Le soluzioni più opportune per smaltire rifiuti così delicati risultano imponenti e richiedono un enorme lavoro logistico, oltre che organizzativo e pratico. È il caso dei depositi definitivi per scorie radioattive. Una volta condizionati, cioè chimicamente convertiti in manufatti di materiale radioattivo inglobati in materiale inerte, per evitare pericolose dispersioni nell’ambiente, i rifiuti radioattivi vengono collocati in modo definitivo in un deposito di natura artificiale o geologica, in base alla loro attività. Tale soluzione permette di isolarli dalla popolazione e dall’ambiente in attesa del loro lentissimo decadimento.
Tra i depositi geologici più famosi c’è quello di Onkalo, in Finlandia, divenuto protagonista al cinema dell’impressionante documentario del 2010 Into Eternity, diretto dal regista danese Michael Madsen. Progettate per resistere fino a centomila anni, a partire dal 2025 le sue gallerie custodiranno per l’eternità circa 6500 tonnellate di scarti radioattivi.
Quello dell’isolamento dei rifiuti radioattivi è un tema con cui sono chiamati a confrontarsi tutti i governi, così come è destinata a farlo anche l’Italia. Stati Uniti, Francia, Regno Unito, Giappone, Svezia, Germania sono solo alcuni dei Paesi che hanno già intavolato un progetto interno simile a quello di Onkalo, mentre l’Unione Europea sta ragionando ugualmente su un piano internazionale.

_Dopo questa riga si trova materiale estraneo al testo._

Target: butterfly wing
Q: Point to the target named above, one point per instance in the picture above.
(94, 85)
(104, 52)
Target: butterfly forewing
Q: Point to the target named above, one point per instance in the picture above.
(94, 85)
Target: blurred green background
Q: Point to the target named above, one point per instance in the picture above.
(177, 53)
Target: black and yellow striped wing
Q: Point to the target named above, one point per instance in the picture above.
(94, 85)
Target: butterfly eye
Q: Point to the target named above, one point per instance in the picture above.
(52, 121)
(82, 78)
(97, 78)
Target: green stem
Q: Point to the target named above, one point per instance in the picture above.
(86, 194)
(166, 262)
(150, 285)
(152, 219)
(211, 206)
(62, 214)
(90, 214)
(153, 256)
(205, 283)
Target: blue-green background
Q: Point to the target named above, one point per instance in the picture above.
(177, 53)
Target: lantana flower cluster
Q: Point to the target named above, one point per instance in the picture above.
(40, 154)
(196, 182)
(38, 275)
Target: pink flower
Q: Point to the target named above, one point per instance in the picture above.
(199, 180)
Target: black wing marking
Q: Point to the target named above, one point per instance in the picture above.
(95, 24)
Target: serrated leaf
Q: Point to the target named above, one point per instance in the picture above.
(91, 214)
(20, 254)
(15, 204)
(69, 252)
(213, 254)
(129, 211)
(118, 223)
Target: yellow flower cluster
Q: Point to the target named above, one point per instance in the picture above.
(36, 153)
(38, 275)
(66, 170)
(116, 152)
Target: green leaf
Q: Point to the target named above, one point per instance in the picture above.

In Italia la situazione è ancora incerta, nonché aggravata dal recente deferimento da parte della Commissione Europea dovuto alla mancata piena conformità alla direttiva in materia di rifiuti radioattivi che chiedeva di garantire, attraverso programmi nazionali, una gestione adeguata, responsabile e sicura dei materiali in questione.
Il rallentamento riguarda in gran parte l’acceso dibattito circa l’ubicazione di un deposito sul suolo italiano, che appare sempre più inevitabile e che servirà ad isolare circa 90 mila metri cubi di rifiuti radioattivi, alcuni dei quali di ritorno dall’estero.
Già diverse regioni hanno negato la possibilità di mettere a disposizione un sito adatto, tra queste la Sicilia, la Sardegna e la Basilicata. La delicata individuazione del luogo atto ad accogliere una struttura del genere si rifà alla Cnapi, Carta nazionale delle aree potenzialmente idonee, un documento top secret che segnerà il destino delle scorie radioattive italiane e dell’intero territorio.
Sarà una concitata corsa contro il tempo per allinearsi alle direttive, in cui un ruolo fondamentale potrà avere la cooperazione sul piano internazionale. La corretta gestione dei rifiuti pericolosi e in particolar modo di quelli radioattivi, il lascito più drammatico e controverso dell’impronta dell’uomo sul Pianeta, costituisce l’occasione cruciale per garantire alle generazioni a venire una vita più libera e un ambiente più sicuro.